Source: Gamesradar.com

Going along with the idea of streams and videos helping to get these bad games popularity, social media has seen the rise of another form of making these bad games a shared experience: memes and jokes at the game’s expense. Sometimes this just means using a screenshot from the game as a reaction image, and other times that means just sharing an image or clip and letting that speak for itself. Either way, this form of sharing is what gets some of these bad games the recognition that they need in order to survive in the cultural landscape.

For me, the most prominent example that comes to mind is when people post images or videos of glitches that they experience in games. Most recently, there was the pervasive spread of moments that people were experiencing in Fallout 76, but it’s not a new phenomenon. I’ve never played any of the Assassin’s creed games myself and have not really kept up with the series, but even I knew when Assassin’s Creed: Unity released because images like the one above were everywhere.

The Accessibility Proposition

Source: Thegamer.com

The fact of the matter is that it’s not that hard to get your hands on a “bad game.” In a lot of cases, they end up being the games that sit in the bargain bin for years after their launch, much like sports titles of years past.  Often these games are fairly cheap and if you can get a cheap game just to have something to play, then you’re going to play it, sometimes even if it is absolutely terrible, just to see it though. There are plenty a millennial who were gifted a cheap and bad game by a well meaning relative who didn’t exactly understand the difference but knew the box art looked interesting. When you grow up with a game like that, it’s not that hard to get attached, especially when you’re ten and don’t have enough pocket money to pick up the games you really want without a little help just yet.

For those of us who rented games, there was likely a game or two that was always available for rental because nobody else wanted it, or might have been the only game left for the console that you had. There is that time spent together that can endear you to a game in ways that you might not even realize at the time.

The Nostalgia Corollary

Source: Amazon.com

Hand in hand with the accessibility of these games, sometimes we simply just grew up with a game that some people might now consider to be “bad” but we nonetheless have nostalgia of them. For instance, I have a ton of nostalgia for the movie tie in game Scooby-Doo and the Cyber Chase on the original PlayStation, despite how many consider it to be a bad Crash Bandicoot ripoff.
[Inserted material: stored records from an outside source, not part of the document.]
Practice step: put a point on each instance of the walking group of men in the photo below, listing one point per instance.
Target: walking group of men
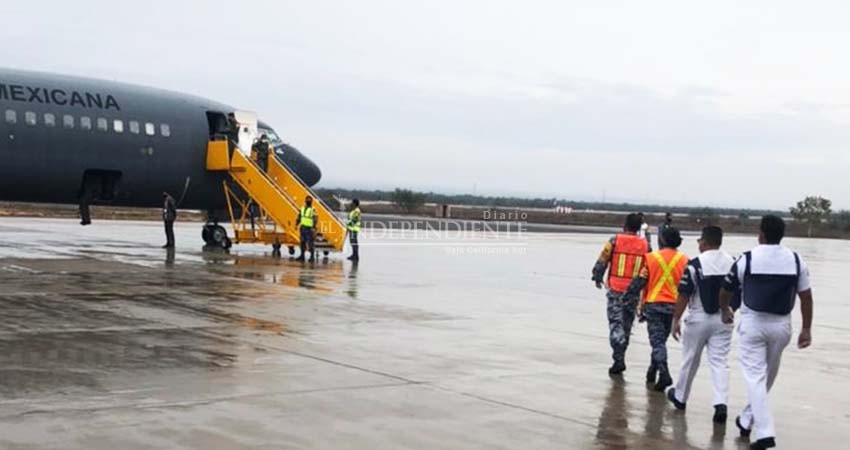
(660, 286)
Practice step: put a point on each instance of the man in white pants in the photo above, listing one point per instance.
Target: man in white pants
(770, 277)
(699, 292)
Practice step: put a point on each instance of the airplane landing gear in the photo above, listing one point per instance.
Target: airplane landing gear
(216, 236)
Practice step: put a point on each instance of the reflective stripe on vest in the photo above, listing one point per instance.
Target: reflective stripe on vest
(626, 261)
(671, 274)
(354, 220)
(306, 217)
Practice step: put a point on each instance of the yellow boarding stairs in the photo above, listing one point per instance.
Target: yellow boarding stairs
(275, 197)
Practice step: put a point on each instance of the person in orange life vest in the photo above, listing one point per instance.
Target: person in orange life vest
(660, 279)
(622, 257)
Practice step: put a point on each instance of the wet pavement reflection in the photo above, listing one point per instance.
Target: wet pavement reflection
(108, 341)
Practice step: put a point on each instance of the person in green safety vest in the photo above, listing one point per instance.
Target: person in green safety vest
(307, 222)
(354, 229)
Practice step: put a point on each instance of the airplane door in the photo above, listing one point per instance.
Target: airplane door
(9, 123)
(248, 132)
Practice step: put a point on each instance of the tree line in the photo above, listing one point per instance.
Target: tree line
(410, 200)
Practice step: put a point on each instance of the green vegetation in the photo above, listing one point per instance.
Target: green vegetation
(409, 201)
(812, 211)
(546, 203)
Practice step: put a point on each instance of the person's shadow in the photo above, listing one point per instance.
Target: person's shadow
(613, 422)
(352, 281)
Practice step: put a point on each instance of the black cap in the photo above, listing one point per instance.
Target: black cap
(671, 237)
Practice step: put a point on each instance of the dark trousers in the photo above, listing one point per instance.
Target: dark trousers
(621, 316)
(659, 321)
(355, 247)
(169, 232)
(307, 241)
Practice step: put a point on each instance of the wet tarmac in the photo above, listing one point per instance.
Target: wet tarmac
(452, 342)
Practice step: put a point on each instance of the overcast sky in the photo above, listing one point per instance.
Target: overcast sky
(715, 103)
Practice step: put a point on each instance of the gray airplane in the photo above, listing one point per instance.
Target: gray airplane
(82, 141)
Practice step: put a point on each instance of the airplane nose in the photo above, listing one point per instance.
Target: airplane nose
(306, 169)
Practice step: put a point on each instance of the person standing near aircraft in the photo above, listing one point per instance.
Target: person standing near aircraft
(307, 223)
(660, 276)
(644, 231)
(262, 149)
(622, 257)
(668, 222)
(699, 293)
(353, 227)
(169, 215)
(770, 277)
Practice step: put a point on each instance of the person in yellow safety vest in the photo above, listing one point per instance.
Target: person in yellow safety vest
(354, 229)
(622, 257)
(307, 223)
(659, 280)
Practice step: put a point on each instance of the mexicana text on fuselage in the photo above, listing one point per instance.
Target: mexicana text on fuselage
(53, 96)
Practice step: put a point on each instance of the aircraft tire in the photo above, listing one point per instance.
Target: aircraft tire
(206, 234)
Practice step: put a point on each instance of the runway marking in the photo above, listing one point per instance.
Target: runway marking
(192, 403)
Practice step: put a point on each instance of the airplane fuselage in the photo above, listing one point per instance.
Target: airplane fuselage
(56, 131)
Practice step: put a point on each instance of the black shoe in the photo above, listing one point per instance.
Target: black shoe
(664, 380)
(745, 432)
(763, 444)
(719, 414)
(652, 373)
(671, 395)
(617, 368)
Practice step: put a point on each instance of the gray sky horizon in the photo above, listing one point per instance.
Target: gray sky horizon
(721, 104)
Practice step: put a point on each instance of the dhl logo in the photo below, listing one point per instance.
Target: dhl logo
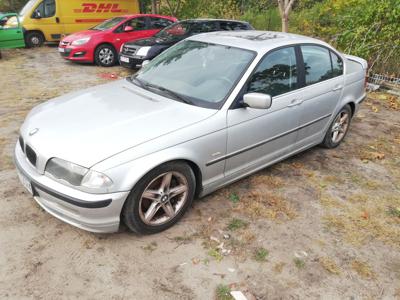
(99, 8)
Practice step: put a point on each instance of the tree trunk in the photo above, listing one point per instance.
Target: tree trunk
(154, 6)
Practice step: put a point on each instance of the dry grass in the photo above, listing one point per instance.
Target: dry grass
(266, 204)
(329, 265)
(362, 269)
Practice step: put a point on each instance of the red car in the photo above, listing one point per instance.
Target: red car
(101, 44)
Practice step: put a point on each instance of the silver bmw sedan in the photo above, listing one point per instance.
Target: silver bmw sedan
(210, 110)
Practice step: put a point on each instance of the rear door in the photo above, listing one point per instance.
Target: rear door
(260, 136)
(11, 35)
(140, 29)
(324, 82)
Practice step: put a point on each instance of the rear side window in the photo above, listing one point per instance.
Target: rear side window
(317, 63)
(337, 65)
(277, 73)
(137, 23)
(228, 25)
(159, 23)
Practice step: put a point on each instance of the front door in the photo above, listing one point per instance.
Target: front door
(133, 29)
(259, 136)
(46, 18)
(324, 85)
(11, 35)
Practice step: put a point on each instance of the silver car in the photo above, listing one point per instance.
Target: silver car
(210, 110)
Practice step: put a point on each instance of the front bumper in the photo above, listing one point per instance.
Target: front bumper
(75, 53)
(91, 212)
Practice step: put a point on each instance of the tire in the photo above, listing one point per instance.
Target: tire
(147, 210)
(338, 129)
(34, 39)
(105, 56)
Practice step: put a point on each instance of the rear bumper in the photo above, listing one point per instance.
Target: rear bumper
(134, 62)
(91, 212)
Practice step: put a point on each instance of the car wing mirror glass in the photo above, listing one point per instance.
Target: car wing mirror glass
(128, 28)
(257, 100)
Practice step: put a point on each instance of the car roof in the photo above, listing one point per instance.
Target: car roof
(255, 40)
(212, 20)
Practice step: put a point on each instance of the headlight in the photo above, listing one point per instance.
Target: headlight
(143, 51)
(73, 174)
(80, 41)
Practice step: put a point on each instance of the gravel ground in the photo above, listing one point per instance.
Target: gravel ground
(323, 224)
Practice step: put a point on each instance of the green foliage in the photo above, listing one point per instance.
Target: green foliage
(236, 224)
(223, 292)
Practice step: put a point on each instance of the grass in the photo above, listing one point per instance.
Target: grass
(223, 292)
(261, 254)
(236, 224)
(234, 198)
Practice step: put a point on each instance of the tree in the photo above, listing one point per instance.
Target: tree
(284, 9)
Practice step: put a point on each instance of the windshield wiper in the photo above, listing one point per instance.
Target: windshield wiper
(147, 85)
(175, 95)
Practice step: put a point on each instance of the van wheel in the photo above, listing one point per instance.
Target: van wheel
(160, 198)
(105, 56)
(34, 39)
(338, 129)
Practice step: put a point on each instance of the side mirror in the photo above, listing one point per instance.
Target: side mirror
(128, 28)
(257, 100)
(37, 14)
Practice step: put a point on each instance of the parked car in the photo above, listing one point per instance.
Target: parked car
(210, 110)
(102, 43)
(133, 53)
(11, 34)
(49, 20)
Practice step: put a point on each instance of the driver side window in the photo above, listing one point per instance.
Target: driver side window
(46, 9)
(276, 74)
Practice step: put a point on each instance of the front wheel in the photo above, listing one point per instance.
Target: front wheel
(338, 129)
(105, 56)
(160, 198)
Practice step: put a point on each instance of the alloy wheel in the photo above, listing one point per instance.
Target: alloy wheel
(340, 126)
(163, 198)
(106, 56)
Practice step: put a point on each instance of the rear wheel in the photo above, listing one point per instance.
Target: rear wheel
(338, 129)
(160, 198)
(105, 56)
(34, 39)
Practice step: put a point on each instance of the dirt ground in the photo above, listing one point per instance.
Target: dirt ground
(322, 225)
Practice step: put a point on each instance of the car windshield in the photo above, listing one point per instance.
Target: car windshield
(175, 30)
(197, 73)
(108, 24)
(28, 6)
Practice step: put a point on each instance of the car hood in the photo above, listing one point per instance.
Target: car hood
(82, 34)
(89, 126)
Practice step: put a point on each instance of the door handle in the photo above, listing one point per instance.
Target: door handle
(337, 87)
(295, 102)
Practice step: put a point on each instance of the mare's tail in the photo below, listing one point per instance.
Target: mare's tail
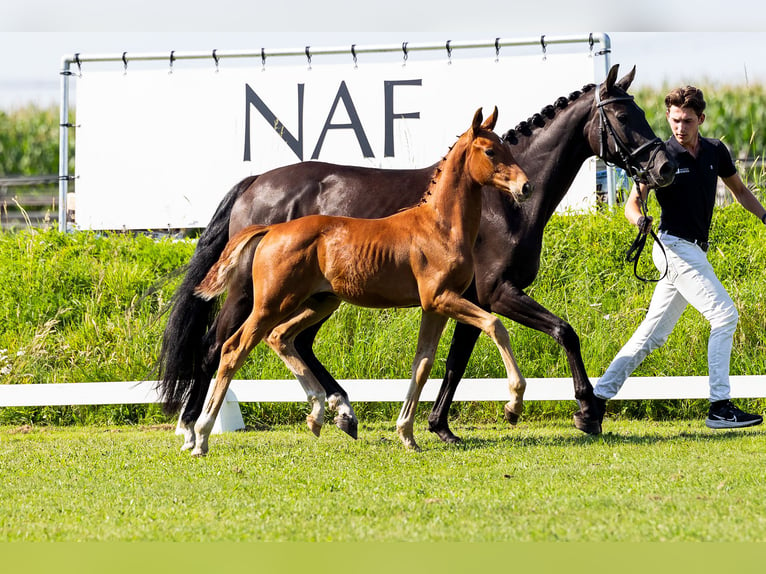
(184, 347)
(217, 279)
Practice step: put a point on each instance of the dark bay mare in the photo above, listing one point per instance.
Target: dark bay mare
(302, 269)
(550, 147)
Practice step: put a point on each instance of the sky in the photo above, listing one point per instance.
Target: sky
(722, 42)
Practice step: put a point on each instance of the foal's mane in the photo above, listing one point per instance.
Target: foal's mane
(538, 120)
(438, 172)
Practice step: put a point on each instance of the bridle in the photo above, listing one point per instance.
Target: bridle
(634, 171)
(627, 155)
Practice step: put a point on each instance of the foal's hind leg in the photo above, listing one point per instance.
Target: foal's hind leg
(431, 327)
(233, 355)
(460, 309)
(337, 398)
(282, 342)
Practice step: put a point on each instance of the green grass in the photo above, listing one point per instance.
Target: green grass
(640, 481)
(85, 307)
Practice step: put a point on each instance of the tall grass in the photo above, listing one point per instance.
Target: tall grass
(86, 307)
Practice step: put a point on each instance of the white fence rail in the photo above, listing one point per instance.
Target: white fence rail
(362, 390)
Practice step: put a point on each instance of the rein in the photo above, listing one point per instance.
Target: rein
(635, 172)
(634, 251)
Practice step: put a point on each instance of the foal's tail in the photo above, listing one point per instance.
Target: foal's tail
(181, 364)
(217, 279)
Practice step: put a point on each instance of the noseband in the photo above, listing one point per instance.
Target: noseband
(634, 171)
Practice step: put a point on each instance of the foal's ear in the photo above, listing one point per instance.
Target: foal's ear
(476, 124)
(491, 121)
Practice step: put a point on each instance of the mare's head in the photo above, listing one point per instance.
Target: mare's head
(489, 160)
(620, 133)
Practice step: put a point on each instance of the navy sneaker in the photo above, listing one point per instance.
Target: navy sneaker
(724, 415)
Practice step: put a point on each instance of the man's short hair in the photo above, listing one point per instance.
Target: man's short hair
(686, 97)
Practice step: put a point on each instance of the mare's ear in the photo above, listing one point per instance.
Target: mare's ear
(625, 82)
(611, 77)
(476, 124)
(491, 121)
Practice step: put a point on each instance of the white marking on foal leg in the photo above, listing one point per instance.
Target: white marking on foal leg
(202, 428)
(431, 327)
(188, 434)
(285, 349)
(345, 418)
(516, 382)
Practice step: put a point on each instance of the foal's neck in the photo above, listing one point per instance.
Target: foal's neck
(453, 196)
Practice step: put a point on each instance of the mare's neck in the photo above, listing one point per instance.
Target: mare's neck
(552, 155)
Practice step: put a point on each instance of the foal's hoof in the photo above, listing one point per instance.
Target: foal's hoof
(510, 416)
(348, 425)
(588, 425)
(445, 435)
(314, 426)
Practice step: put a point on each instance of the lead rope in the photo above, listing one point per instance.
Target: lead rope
(634, 251)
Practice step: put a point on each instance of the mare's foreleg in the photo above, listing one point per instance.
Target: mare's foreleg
(463, 342)
(513, 303)
(431, 327)
(281, 339)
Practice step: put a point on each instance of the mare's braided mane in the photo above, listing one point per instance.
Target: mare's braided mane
(547, 113)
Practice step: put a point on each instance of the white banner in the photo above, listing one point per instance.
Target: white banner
(158, 150)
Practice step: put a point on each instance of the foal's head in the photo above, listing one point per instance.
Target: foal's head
(489, 160)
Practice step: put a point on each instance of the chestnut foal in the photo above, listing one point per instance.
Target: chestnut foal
(422, 256)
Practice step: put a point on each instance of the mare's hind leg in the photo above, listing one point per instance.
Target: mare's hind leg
(281, 339)
(431, 327)
(460, 309)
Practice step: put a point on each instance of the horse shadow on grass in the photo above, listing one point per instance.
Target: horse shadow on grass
(527, 436)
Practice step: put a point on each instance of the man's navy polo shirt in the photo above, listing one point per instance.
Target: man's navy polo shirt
(687, 203)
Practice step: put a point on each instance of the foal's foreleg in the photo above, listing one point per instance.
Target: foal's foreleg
(282, 342)
(431, 327)
(460, 309)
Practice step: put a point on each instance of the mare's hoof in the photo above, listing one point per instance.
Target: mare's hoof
(348, 425)
(588, 425)
(510, 416)
(445, 435)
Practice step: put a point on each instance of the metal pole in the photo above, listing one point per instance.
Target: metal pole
(64, 145)
(611, 176)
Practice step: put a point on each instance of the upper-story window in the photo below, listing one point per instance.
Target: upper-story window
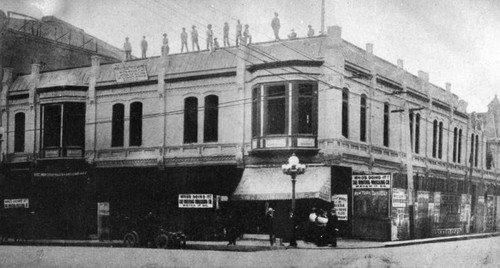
(280, 109)
(211, 121)
(63, 129)
(345, 112)
(191, 120)
(387, 113)
(135, 128)
(19, 132)
(362, 118)
(440, 142)
(117, 125)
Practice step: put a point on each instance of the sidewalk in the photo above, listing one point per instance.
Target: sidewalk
(256, 245)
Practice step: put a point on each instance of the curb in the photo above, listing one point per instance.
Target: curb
(440, 239)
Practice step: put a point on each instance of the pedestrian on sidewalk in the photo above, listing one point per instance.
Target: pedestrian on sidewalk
(184, 40)
(270, 226)
(332, 228)
(275, 24)
(194, 38)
That doesn’t stop me from loving the game for what it is and was or from popping it in whenever I remember that I own it. Nostalgia is something that can play a strong role in why we love what we love, as these nostalgic connections are made in our formative years. In fact, an analysis of song preferences based on Spotify data suggest that our music tastes may be set firmly in our early teen years. It’s not that much of a stretch to consider that there might be an influence in what kind of games we prefer set around a similar age. 

In fact, I know of someone on staff here at Nintendad who has a nostalgic fondness for playing Sonic the Hedgehog (2006) split screen with their cousin at a young age. I will not disclose their name here for obvious reasons.

The Good Game Supposition

There’s also one more reason that you might like a “bad game.” Plain and simple, it’s not bad.

If you like a game, then it stands to reason that there is something about the game that is inherently “good.” You don’t need to justify your taste in games to anyone but yourself, after all. This is the reason why a lot of us can have such a strong reaction to someone saying that they don’t like our favorite games, because we love them and it can sometimes be hard to articulate this difference in opinion. It’s why we love to compare review scores and complain about them.